The senator went on to say that if their law had been in place, Equifax would have been forced to pay a fine of over $1 billion, and gives CRAs incentive to invest in security.
The bill proposes a cap on total fines based on the credit-reporting agency's revenue, but the total penalty can be increased if basic cybersecurity practices weren't followed.
Despite widespread outrage over the scale of the Equifax hack that was revealed in September - which exposed the private data of over 143 million Americans, more than 15 million Brits, and goodness knows who else - the firm has faced no fines or fallout, other than some tax-deductible clean-up charges. In November, Sen. Bill Nelson (D-Fla.) sponsored the Data Security and Breach Notification Act, which would require companies to report data breaches within 30 days. "It will ensure that credit bureaus protect your information as if you actually mattered to them and it will both punish them and compensate you when they fail to do so", said U.S. PIRG Consumer Program Director, Ed Mierzwinski.
Consumer and security groups appear to support the legislation. "It also imposes real and meaningful penalties when credit bureaus, entrusted with our most sensitive financial information, break that trust", said National Consumer Law Center staff attorney, Chi Chi Wu.
Consumer watchdogs and cybersecurity experts praised Warren and Warner for taking steps to protect Americans' personal information and strengthen cybersecurity infrastructure.
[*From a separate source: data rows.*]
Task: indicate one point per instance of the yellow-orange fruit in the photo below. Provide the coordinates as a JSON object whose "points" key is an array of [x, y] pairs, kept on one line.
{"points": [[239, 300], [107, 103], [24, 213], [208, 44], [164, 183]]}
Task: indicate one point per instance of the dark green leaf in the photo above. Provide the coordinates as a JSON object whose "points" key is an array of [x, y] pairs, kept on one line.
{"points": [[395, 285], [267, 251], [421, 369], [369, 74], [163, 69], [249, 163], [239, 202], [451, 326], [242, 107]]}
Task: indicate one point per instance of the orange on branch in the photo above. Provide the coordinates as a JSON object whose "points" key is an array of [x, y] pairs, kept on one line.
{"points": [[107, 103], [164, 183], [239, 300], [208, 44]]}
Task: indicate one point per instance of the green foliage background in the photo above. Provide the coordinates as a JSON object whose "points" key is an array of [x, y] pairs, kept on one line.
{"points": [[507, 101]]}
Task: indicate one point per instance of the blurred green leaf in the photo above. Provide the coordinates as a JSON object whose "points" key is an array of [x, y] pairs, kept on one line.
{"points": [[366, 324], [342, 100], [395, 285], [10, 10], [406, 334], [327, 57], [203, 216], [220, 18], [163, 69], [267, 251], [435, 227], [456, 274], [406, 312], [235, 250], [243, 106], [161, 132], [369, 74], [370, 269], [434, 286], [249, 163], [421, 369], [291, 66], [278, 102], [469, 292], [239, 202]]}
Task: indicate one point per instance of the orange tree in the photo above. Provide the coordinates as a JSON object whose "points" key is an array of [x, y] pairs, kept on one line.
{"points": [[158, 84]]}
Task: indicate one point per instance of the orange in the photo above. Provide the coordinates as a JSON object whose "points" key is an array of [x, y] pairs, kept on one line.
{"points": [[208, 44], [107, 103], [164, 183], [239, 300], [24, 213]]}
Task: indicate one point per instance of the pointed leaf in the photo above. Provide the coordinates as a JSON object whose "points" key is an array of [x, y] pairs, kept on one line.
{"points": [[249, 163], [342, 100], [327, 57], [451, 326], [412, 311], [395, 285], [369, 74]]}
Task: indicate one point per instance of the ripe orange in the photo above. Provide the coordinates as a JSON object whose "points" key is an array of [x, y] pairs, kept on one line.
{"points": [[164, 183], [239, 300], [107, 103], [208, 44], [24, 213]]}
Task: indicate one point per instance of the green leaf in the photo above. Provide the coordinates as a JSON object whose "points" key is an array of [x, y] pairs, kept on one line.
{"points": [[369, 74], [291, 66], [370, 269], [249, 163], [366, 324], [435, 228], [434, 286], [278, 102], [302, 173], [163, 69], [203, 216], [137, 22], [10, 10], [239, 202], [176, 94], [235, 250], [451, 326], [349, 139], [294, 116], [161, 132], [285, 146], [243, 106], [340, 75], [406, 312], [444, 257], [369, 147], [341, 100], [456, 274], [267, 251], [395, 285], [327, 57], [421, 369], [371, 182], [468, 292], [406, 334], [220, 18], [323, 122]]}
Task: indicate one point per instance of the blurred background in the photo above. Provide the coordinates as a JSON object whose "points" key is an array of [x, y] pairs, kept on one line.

"We appreciate this bill's attention to key weaknesses in consumer data protection".
Senators have proposed new legislation which would impose strict liability penalties on credit agencies (CRAs) in the event of a data breach.
Warner called Equifax's massive breach "particularly egregious" during an appearance on MSNBC's "Morning Joe" immediately following their CNN spot.
"I worry [the USA will] continue to go out and build and invest in the world's best 20th-century military, in terms of planes and tanks and ships, when many of our adversaries are not making investment in traditional military but making investments in cyber warfare tools where candidly ... we are not fully protected", Warner said.